Peaceophobia, Help Review, Georgina Harding, Kurt Elling
Podcast |
Front Row
Publisher |
BBC
Media Type |
audio
Categories Via RSS |
Society & Culture
Publication Date |
Sep 16, 2021
Episode Duration |
00:28:40

If you go down to the Oastler Centre carpark in Bradford over the next few days, you’re sure of a big surprise because this derelict multi-storey is the venue for a new theatrical production - Peaceophobia - exploring the passions and the lives of three young Pakistani-heritage Muslim men from Bradford as they attend a car meet. Evie Manning is co-director of the show and joins Front Row to explain how Peaceophobia came about.

Sam Delaney reviews Jack Thorne's new Channel 4 drama, Help, which is set in Liverpool care home during the pandemic.

Georgina Harding is known as an acclaimed novelist for works including Painter of Silence which was shortlisted for what was then the Orange Prize (now Women’s Prize) for Fiction in 2012. She has just been shortlisted for the BBC National Short Story Award for Night Train.

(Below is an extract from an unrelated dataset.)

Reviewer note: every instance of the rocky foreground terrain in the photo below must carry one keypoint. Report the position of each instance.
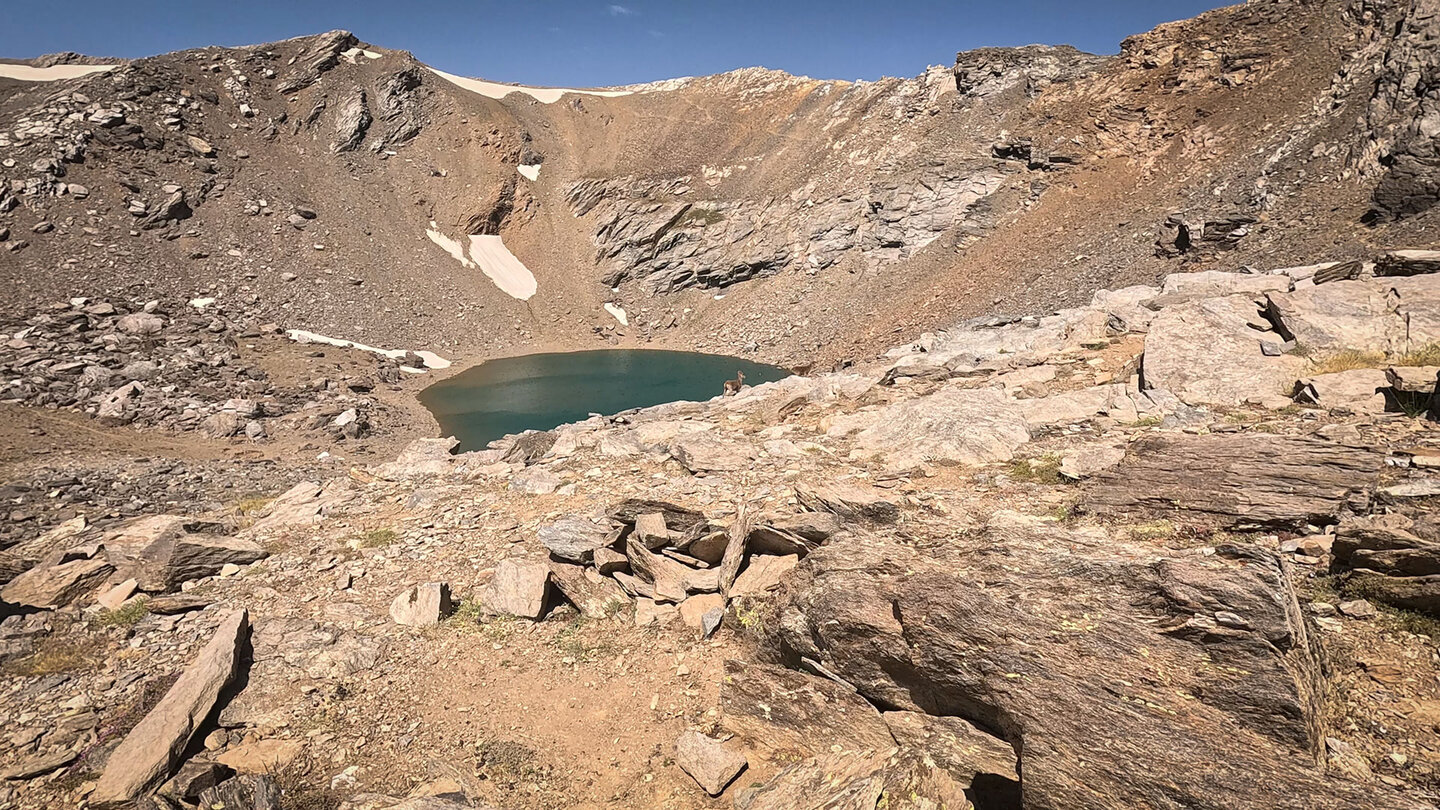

It’s the account of a woman’s train journey across Ukraine, striking up conversation with a fellow passenger. It will be broadcast on BBC Radio 4 on Wednesday at 15:30. She talks to Front Row about the story.

In a career spanning thirty years Kurt Ellling has been nominated no less than ten times for a Grammy and won the Jazz Vocal Album award twice. His latest album Superblue was recorded under lockdown conditions with all the musicians playing in separate studios. Kurt explains how they managed to maintain the spontaneity under such conditions and how that will translate to playing live on his British dates.